Overall, I definitely enjoyed myself. I went to the Trade Session on the Tuesday afternoon and to a public session on the Wednesday evening. I sampled a fairly wide range of beers and all were in good condition. There was plenty of space to move around, although the bars were as congested as ever.
This is a photo taken during the Trade Session, which was not as busy as the public sessions, for obvious reasons. It shows the view across the hall to some of the "brewery bars" - these are bars sponsored and operated by staff from a particular brewery (e.g. Sharps
). There seemed to be more brewery bars this year than in previous years.
The photo below was taken at the Fuller's brewery bar which (rather controversially) featured beers from the Gale's brewery which Fuller's bought and closed earlier this year.
Most of the "normal" (i.e. non-brewery) bars are organised into Regions, like the one shown in the photo below:
On the Tuesday I spent a lot of my time around the South-East bar, as I was filling in tasting cards for the CAMRA
regional tasting panel. This is a group that builds up a tasting notes database on beers from a particular region (in my case, London).
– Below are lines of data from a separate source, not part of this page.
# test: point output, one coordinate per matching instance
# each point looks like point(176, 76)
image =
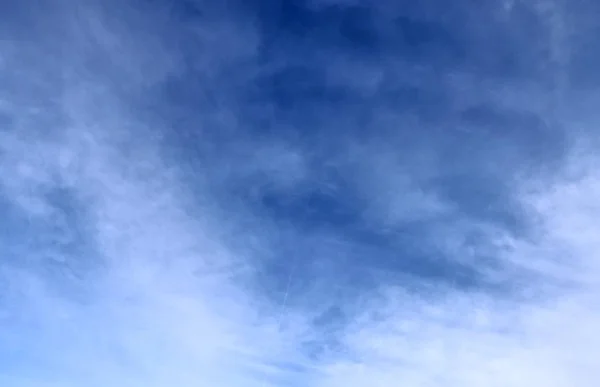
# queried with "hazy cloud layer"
point(323, 193)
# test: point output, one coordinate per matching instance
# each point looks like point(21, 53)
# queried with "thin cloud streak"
point(126, 263)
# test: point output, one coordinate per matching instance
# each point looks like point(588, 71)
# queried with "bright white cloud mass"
point(299, 193)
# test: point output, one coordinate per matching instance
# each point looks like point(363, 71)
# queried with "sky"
point(287, 193)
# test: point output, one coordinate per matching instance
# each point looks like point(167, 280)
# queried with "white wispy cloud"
point(118, 270)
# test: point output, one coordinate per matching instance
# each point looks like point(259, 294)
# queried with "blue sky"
point(299, 193)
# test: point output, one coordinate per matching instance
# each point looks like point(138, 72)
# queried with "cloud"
point(191, 200)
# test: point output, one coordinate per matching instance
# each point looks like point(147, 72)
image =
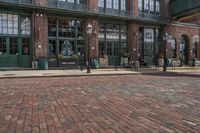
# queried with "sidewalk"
point(94, 72)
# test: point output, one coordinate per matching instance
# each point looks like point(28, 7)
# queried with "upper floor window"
point(108, 3)
point(116, 4)
point(101, 3)
point(140, 5)
point(123, 4)
point(157, 6)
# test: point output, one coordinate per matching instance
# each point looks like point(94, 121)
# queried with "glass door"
point(3, 52)
point(149, 53)
point(13, 54)
point(113, 53)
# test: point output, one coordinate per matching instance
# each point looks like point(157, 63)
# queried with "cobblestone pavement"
point(137, 103)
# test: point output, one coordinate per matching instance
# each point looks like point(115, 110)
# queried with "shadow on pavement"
point(173, 74)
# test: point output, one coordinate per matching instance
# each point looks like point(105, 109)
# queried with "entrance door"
point(25, 52)
point(13, 52)
point(113, 53)
point(149, 53)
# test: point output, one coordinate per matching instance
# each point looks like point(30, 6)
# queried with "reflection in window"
point(2, 46)
point(115, 4)
point(148, 35)
point(8, 24)
point(13, 46)
point(67, 28)
point(101, 3)
point(66, 47)
point(52, 27)
point(173, 48)
point(123, 4)
point(108, 3)
point(52, 47)
point(25, 46)
point(25, 26)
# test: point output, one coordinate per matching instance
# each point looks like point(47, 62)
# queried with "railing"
point(17, 1)
point(67, 5)
point(179, 6)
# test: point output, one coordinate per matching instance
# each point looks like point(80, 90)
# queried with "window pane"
point(13, 46)
point(25, 46)
point(25, 26)
point(52, 47)
point(108, 3)
point(66, 47)
point(5, 23)
point(101, 3)
point(2, 46)
point(116, 4)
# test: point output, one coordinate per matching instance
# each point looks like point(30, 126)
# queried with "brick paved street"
point(137, 103)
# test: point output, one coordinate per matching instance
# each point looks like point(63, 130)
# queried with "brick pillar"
point(133, 39)
point(40, 31)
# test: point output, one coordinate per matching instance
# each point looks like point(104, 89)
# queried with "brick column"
point(133, 39)
point(40, 29)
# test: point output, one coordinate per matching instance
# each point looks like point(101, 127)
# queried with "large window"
point(66, 36)
point(8, 24)
point(25, 26)
point(2, 46)
point(101, 3)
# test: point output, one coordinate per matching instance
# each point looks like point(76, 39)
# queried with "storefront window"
point(52, 47)
point(116, 4)
point(8, 24)
point(173, 48)
point(13, 46)
point(101, 3)
point(67, 28)
point(52, 27)
point(148, 35)
point(25, 46)
point(66, 47)
point(25, 26)
point(2, 46)
point(123, 4)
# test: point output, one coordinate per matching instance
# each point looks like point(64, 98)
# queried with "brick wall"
point(176, 31)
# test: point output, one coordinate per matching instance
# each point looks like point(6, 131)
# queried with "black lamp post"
point(89, 31)
point(166, 37)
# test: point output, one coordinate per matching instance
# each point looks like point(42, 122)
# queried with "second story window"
point(116, 4)
point(123, 4)
point(108, 3)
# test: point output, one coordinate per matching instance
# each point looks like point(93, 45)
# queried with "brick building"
point(56, 30)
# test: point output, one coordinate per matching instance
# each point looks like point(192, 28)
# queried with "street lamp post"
point(89, 31)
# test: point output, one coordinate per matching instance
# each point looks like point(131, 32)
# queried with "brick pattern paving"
point(110, 104)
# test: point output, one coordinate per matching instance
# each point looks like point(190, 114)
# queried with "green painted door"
point(13, 52)
point(3, 52)
point(113, 53)
point(149, 53)
point(25, 54)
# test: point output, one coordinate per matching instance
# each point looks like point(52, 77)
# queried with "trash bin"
point(43, 64)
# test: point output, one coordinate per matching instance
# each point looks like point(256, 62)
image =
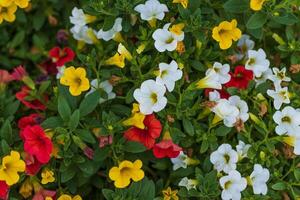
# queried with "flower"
point(168, 74)
point(240, 78)
point(258, 179)
point(33, 104)
point(188, 183)
point(232, 184)
point(61, 56)
point(150, 97)
point(256, 5)
point(242, 149)
point(68, 197)
point(287, 120)
point(117, 59)
point(279, 76)
point(47, 176)
point(224, 158)
point(105, 86)
point(11, 165)
point(221, 71)
point(112, 33)
point(166, 39)
point(182, 161)
point(126, 171)
point(225, 32)
point(257, 62)
point(76, 80)
point(170, 194)
point(184, 3)
point(280, 96)
point(147, 135)
point(152, 10)
point(8, 13)
point(37, 143)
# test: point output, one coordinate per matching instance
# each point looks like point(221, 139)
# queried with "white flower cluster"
point(225, 160)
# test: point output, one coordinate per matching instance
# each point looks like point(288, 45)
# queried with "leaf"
point(257, 20)
point(89, 103)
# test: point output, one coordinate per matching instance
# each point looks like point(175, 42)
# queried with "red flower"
point(145, 136)
point(33, 166)
point(240, 78)
point(166, 148)
point(34, 104)
point(61, 56)
point(36, 143)
point(3, 190)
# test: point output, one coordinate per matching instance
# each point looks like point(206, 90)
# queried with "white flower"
point(280, 96)
point(244, 45)
point(165, 39)
point(111, 33)
point(232, 184)
point(222, 71)
point(241, 105)
point(263, 77)
point(242, 149)
point(188, 183)
point(257, 62)
point(258, 178)
point(279, 76)
point(150, 97)
point(224, 110)
point(287, 120)
point(60, 71)
point(106, 86)
point(224, 158)
point(152, 9)
point(168, 74)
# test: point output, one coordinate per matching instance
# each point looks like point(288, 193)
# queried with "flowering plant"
point(149, 99)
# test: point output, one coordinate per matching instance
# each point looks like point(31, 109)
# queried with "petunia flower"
point(225, 32)
point(151, 11)
point(37, 143)
point(147, 135)
point(224, 158)
point(76, 80)
point(61, 56)
point(10, 167)
point(126, 171)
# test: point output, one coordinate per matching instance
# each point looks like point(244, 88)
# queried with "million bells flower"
point(126, 171)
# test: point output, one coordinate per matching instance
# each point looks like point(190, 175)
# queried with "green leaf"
point(89, 103)
point(257, 20)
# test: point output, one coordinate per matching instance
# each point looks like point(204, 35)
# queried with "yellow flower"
point(136, 119)
point(256, 4)
point(68, 197)
point(8, 13)
point(184, 3)
point(126, 170)
point(225, 33)
point(47, 176)
point(11, 165)
point(169, 194)
point(117, 59)
point(76, 80)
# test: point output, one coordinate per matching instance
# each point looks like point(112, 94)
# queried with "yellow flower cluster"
point(8, 9)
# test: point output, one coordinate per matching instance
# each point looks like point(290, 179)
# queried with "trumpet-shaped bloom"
point(150, 97)
point(76, 80)
point(126, 171)
point(224, 158)
point(168, 75)
point(10, 167)
point(232, 184)
point(225, 32)
point(259, 178)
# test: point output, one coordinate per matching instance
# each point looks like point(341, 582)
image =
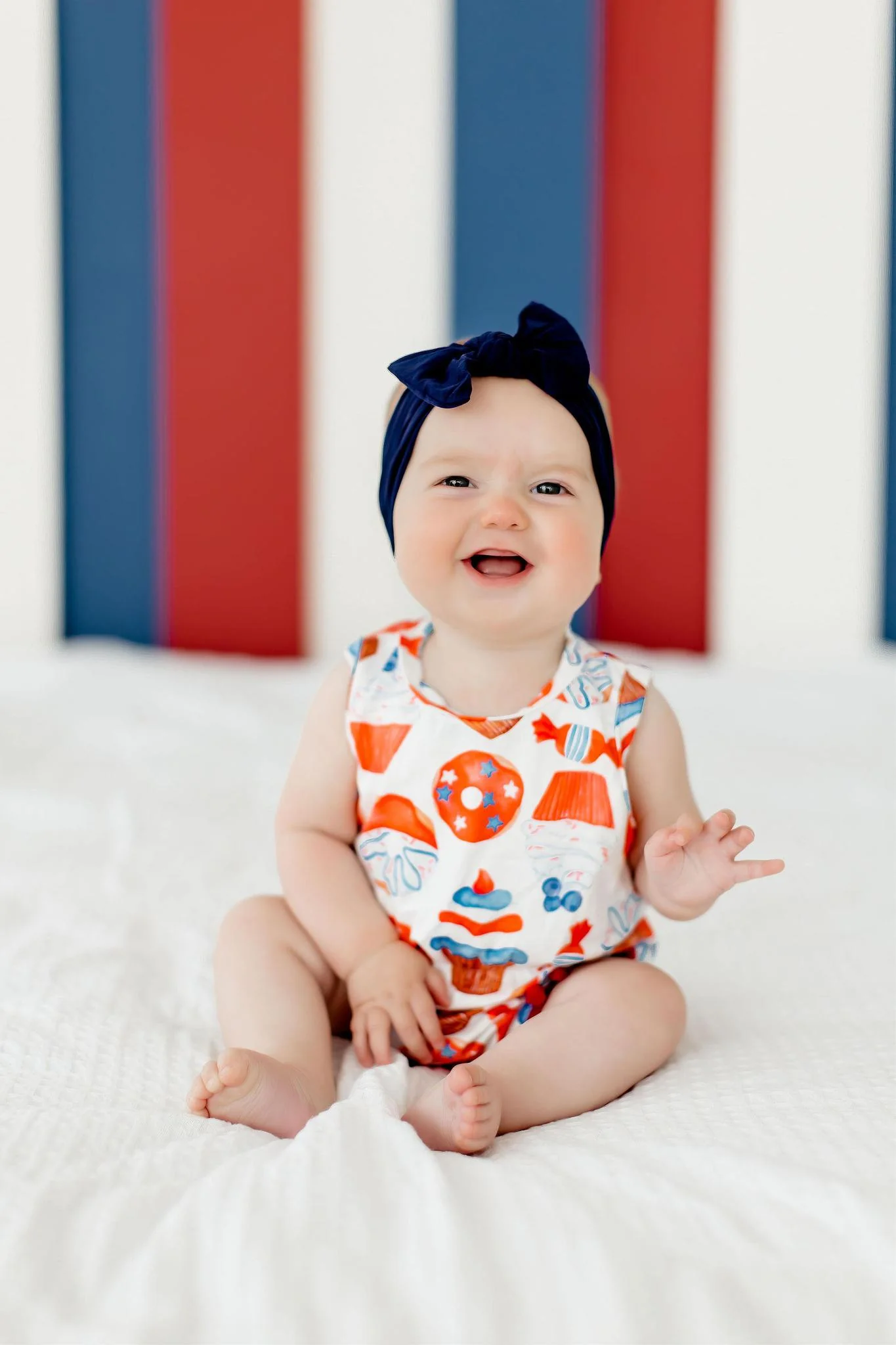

I found that the discipline of sniffing, swirling and tasting beers slowed down my consumption so that I didn't peak too soon!
While on the subject of regional bars, I have to point out the idiocy of splitting Yorkshire across (at least) 2 separate regions. A beer from the Ossett
brewery in West Yorkshire was to be found on the North-West bar, while a beer from York brewery was to be found on the North-East bar. As a fervent Yorkshireman, I found this outrageous!
Another bar I spent a lot of time at was the foreign beer bar, or Bieres Sans Frontieres
as it is known (see below).
The BSF bar features a wide range of bottled beers from across the world, plus some very unususal draught beers. I tried an absolutely gorgeous Japanese ale, a very smoky German Rauchbier
and a wonderfully sour Belgian lambic
beer, amongst others.
On the Wednesday evening I met some friends at the festival. It was much busier, as the photo below shows. I know it's a bit dark - flash doesn't work well in such a big hall!
One of the highlights of the GBBF for me is always the wide selection of excellent food. A small number of the food stalls are shown in the hoto below, but there is a huge range, and the food on all of them is excellent.
All in all, an excellent time. It certainly pays to go earlier in the week - by Friday night the beer selection weas getting a bit limited, and it was very limited on Saturday afternoon, so I'm told. With it being their first year at a new venue there were, of course, some teething troubles (such as an imbalance in the male/female toilet arrangements!) but I'm sure this will be worked out for next year.
If you've never been to the Great British Beer Festival, I do urge you all to go - it's a great evening/day/week out!